In vitro coculture experiments.
KCs were isolated and plated as described above. After 20 h of incubation, medium was removed, and HCs isolated as described above were plated with the KCs. After an additional 4 h of incubation, cocultures were treated with LPS and allyl alcohol. Medium was collected 1.5 h after addition of allyl alcohol, and cells were lysed with 1 ml of 1% Triton X. Cytotoxicity was assessed from release of alanine aminotransferase (ALT) into the medium. Activity of ALT was determined in cell-free supernatant fluids using Sigma Diagnostics Kit No. 52. Percent total ALT was calculated by dividing ALT activity in medium by the total ALT activity found in medium and cell lysates. ALT release from lysed KCs did not significantly contribute to total ALT activity in cocultures. Total ALT activity in the medium plus cell lysates did not change with any culture treatment.

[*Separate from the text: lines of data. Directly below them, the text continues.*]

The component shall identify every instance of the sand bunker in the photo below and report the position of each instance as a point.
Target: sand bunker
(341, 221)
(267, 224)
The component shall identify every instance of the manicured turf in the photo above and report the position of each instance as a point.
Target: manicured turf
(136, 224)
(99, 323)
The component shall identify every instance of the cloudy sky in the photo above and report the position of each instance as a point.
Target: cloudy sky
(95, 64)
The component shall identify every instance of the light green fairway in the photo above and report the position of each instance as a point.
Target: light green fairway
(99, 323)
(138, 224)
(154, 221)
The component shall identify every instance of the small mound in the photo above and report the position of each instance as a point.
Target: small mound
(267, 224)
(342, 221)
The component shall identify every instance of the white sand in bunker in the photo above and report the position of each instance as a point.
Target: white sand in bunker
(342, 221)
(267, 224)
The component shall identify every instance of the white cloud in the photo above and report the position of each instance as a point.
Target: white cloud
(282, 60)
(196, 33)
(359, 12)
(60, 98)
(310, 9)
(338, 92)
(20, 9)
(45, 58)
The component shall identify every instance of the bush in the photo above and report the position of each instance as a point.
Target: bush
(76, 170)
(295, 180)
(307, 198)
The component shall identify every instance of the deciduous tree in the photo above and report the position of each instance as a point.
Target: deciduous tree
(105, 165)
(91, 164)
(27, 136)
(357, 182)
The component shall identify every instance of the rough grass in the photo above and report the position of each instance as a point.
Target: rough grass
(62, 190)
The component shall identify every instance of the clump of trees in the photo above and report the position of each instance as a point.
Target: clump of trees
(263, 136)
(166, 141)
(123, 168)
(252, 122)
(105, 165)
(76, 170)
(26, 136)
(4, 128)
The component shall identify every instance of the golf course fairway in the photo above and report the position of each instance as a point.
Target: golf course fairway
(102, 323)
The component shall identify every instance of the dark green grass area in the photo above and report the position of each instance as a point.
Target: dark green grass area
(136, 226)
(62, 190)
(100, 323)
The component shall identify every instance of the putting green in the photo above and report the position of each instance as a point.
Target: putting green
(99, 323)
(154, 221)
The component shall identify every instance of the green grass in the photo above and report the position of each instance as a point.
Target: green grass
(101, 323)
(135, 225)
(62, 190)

Isolation and perfusion of rat livers.
Rats were weighed and anesthetized with sodium pentobarbital (50 mg/kg, ip), and the portal vein was exposed. The portal vein was cannulated with polyethylene tubing (PE 190, Clay Adams, Parsippany, NJ). The perfusion medium was Krebs-Henseleit bicarbonate buffer supplemented with 2% bovine serum albumin and saturated with 95% O2 and 5% CO2 gas. Flow was constant at a rate of 0.14 ml/min/g body weight. The thoracic portion of the inferior vena cava was cannulated (PE 240 Clay Adams, Parsippany, NJ) for outflow. The liver was placed in a temperature-controlled cabinet maintained at 37°C as described previously (Moulin et al., 1996). The livers were allowed to stabilize for 10 min with single-pass perfusion. A sample of the perfusion medium was then taken (time = 0), and the system was switched to recirculating perfusion with medium containing LPS (1.2 x 106 EU/kg body weight). Samples (500 µl) of the perfusion medium were taken every 30 min for 2 h. At 2 h, allyl alcohol (30, 25, or 20 mg/kg body weight) was added to the perfusion medium, and samples were taken every 15 min for another 2 h. ALT activity in the samples was determined as described above. Previous experience has demonstrated that perfusion of naïve livers with this dose of LPS does not produce injury. Accordingly, livers for which ALT activity in the perfused medium was greater than 200 U/l at 2 h were considered damaged during the isolation procedure and were not included in the experiment.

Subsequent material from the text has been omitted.